September 11, 2010
Systems Analytics Ranked Top in Proficiency of Building Predictive Models Using Profiling Data
Needham, MA, September 11, 2010 – Systems Analytic’s proficiency in developing predictive models using microarray profiling data has been ranked the first among MAQC-II project participating teams, according to a Nature Biotechnology paper published in August.
The MicroArray Quality Control (MAQC) project is one of the most ambitious and comprehensive studies to date on microarray quality control, addressing issues including cross-laboratory and cross-platform comparisons and performance evaluation of data analysis methods for the identification of differentially expressed genes and the development and validation of predictive classification models. A consortium of government agencies, academia, and commercial participants has contributed substantial resources, time, and expertise to make this project a success.
In the MAQC-II project, 36 independent teams analyzed six microarray data sets to generate predictive models for classifying a sample with respect to one of 13 endpoints indicative of lung or liver toxicity in rodents, or of breast cancer, multiple myeloma or neuroblastoma in humans. In total, >30,000 models were built using many combinations of analytical methods. The teams generated predictive models without knowing the biological meaning of some of the endpoints and, to mimic clinical reality, tested the models on data that had not been used for training.
The study found that model prediction performance depended largely on the endpoint and team proficiency.
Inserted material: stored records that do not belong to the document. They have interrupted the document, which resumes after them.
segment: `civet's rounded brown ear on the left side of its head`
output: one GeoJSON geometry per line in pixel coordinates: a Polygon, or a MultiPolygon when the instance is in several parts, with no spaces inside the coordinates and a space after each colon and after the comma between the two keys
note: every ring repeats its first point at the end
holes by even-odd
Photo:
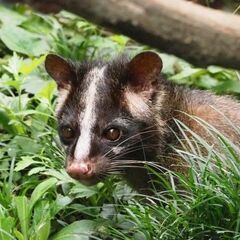
{"type": "Polygon", "coordinates": [[[76,78],[76,73],[71,64],[55,54],[47,55],[45,68],[48,74],[56,81],[58,89],[68,88],[76,78]]]}

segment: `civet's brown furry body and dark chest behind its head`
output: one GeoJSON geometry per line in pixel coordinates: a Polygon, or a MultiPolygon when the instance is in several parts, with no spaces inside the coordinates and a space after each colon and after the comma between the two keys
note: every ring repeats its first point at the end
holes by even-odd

Using Systems Analytics’ proprietary data analysis software RAMP (Robust Accurate Modeling Protocol), the company developed predictive models and submitted prediction sample labels after applying these models. These predicted labels were then compared with the true labels and the comparisons indicated that Systems Analytics’ prediction performance was ranked at the top. A summarizing manuscript co-authored by more than 200 participants was published in Nature Biotechnology in its August issue.
Dr. John Zhang, president of Systems Analytics, said, "Predictive model building using profiling data or fingerprint data has been studied widely over the past decade. However, achieving robust and accurate predictive results across labs, platforms, chips, or experimental times is still a challenge. False “success stories” due to numerous over-fitting pitfalls have been widely reported. The success of RAMP software in MAQC-II project is the first step towards a standardized model building procedure for reaching agreeable conclusions using datasets from different sources. Such effort can significantly ease the prediction model building process with profiling data and enhance the prediction performance.”
Many devices generate profiling or fingerprinting data such as chromatography, spectrometry and spectroscopy. Building robust and accurate predictive models is an important step towards many applications. “Besides the applications in drug discovery and medical diagnosis”, Dr. Zhang said, “RAMP have applications in Chinese medicine quality control, brand name wine or liquor confirmation, perfume and dye quality, chemical and petroleum industry, agriculture and food industry, fertilizer and environmental protection, safety and efficacy studies, among many others.”
The Systems Analytics software products and services allow users to: Construct robust predictive models and identify potential markers and targets; Utilize combined datasets from cross-lab, cross-chip, and cross-platform experiments; Eliminate false “success stories” by avoiding numerous over-fitting pitfalls; Accelerate the research process with automated analysis workflow; and increase R&D productivity by focusing on the most reliable conclusions.
About Systems Analytics
Systems Analytics is a bioinformatics company dedicated to facilitating the discovery and evaluation of biomarkers of clinical, diagnostic and scientific significance. The company focuses on developing robust computational algorithms for achieving accurate, reliable and reproducible data analysis results. These algorithms are being used in genomics, proteomics and metabolic profiling studies where innovative and robust tools are required to extract useful practical knowledge from high-throughput datasets.